2. Every organization must enable strong authentication methods like 2FA on all the repository accounts. This will provide an extra layer of protection, even if the credentials are exposed to an unauthorized user.  
3. Keep up with dependency updates and regularly check your code files to maintain code integrity. 
4. When working in a team on a project, limit access to the code repository to track the modifications made to the repo. 
5. Do not store environment or config files in a code repository. Developers should clearly understand which data is private and which can be made public. 
6. Developers should implement repository scanning tools like TruffleHog and Git-secrets to find existing secrets and prevent future commits with sensitive information. 
7. Always enforce code signing for commits to ensure the code’s authenticity. Every repo owner must look for the cryptographic signature when a developer tries to push a new code to a repo. These signatures simply tell the users that this software file is released by an authorized and credible organization that can be trusted to use. 
8. Every organization or code repository owner should have an incident response plan. Such a plan will help reduce the impact of a cyber-attack on your organization and your customers. 
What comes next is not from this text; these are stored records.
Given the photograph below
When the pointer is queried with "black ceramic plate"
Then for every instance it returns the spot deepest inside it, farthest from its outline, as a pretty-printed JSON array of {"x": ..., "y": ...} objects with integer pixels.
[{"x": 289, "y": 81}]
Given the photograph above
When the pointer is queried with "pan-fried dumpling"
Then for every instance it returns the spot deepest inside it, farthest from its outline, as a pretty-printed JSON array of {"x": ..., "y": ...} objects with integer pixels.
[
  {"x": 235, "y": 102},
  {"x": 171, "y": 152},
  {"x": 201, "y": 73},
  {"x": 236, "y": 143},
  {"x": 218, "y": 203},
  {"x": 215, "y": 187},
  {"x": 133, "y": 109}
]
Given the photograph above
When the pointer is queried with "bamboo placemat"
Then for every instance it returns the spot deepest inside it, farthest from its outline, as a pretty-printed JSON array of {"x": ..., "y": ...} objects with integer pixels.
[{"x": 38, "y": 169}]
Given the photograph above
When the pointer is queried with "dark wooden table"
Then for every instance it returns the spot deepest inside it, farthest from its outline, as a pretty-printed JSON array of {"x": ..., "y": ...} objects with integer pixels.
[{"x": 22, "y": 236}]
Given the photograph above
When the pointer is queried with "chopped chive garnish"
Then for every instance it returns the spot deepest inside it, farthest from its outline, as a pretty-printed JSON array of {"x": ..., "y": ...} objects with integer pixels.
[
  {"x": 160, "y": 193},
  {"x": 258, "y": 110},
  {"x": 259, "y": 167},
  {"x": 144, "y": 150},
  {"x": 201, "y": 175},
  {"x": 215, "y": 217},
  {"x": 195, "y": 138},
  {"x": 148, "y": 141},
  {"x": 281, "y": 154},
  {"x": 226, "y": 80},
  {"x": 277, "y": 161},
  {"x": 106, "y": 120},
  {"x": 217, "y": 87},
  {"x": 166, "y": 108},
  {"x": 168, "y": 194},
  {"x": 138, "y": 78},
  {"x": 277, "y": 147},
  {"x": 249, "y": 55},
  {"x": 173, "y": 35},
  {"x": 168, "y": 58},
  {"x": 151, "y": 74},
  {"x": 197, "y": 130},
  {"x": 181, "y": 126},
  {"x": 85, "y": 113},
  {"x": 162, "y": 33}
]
These practices will help prevent attackers from gaining access to your code repositories. But what if you can check your code before publishing it in a repo? What if the developer can check and scan his code for vulnerabilities? What if he can check that his code on the repository is not already infected? Encryption Consulting’s CodeSign Secure will provide all these features that will reduce your efforts and save time verifying each aspect of your code. 
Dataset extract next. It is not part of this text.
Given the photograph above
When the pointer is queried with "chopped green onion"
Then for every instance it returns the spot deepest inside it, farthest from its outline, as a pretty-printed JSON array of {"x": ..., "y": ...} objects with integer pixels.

Encryption Consulting’s CodeSign secure

CodeSign Secure is a platform designed to digitally sign your files and attach an authentic stamp to your software. Its features, such as reproducible build and pre/post hash validation, will help you verify that your code in the repository has not been modified by an unknown user. CodeSign Secure seamlessly integrates with many CI/CD pipelines such as Azure DevOps, Jenkins, GitLab, TeamCity, Bamboo, and many more to automate the process of code signing, which is very useful when working on large projects with multiple developers.

CodeSign Secure also provides features like vulnerability scanning, including static code analysis (SAST) and dependency scanning (SCA), which reports all the anomalies in your codebase, scans all the dependencies used, and only allows you to sign your files when no vulnerabilities exist. These scans are preventive measures that ensure the developer that safe code is being pushed to a code repository. CodeSign Secure will enhance your organization’s software security, build trust with your users, and help you become compliant with industry practices and regulations. 

Conclusion 

Despite many security incidents with code repositories, it is still considered the best-working and industry-preferred method. Code repos are vulnerable to cyber-attacks only when the developers don’t pay attention to what is being uploaded and stored in these repositories. These attackers can only take advantage when you allow them to do so. If you follow the best security measures, perform routine code scanning, and only deploy safe, signed code, you can easily avoid thefts on your source code repo.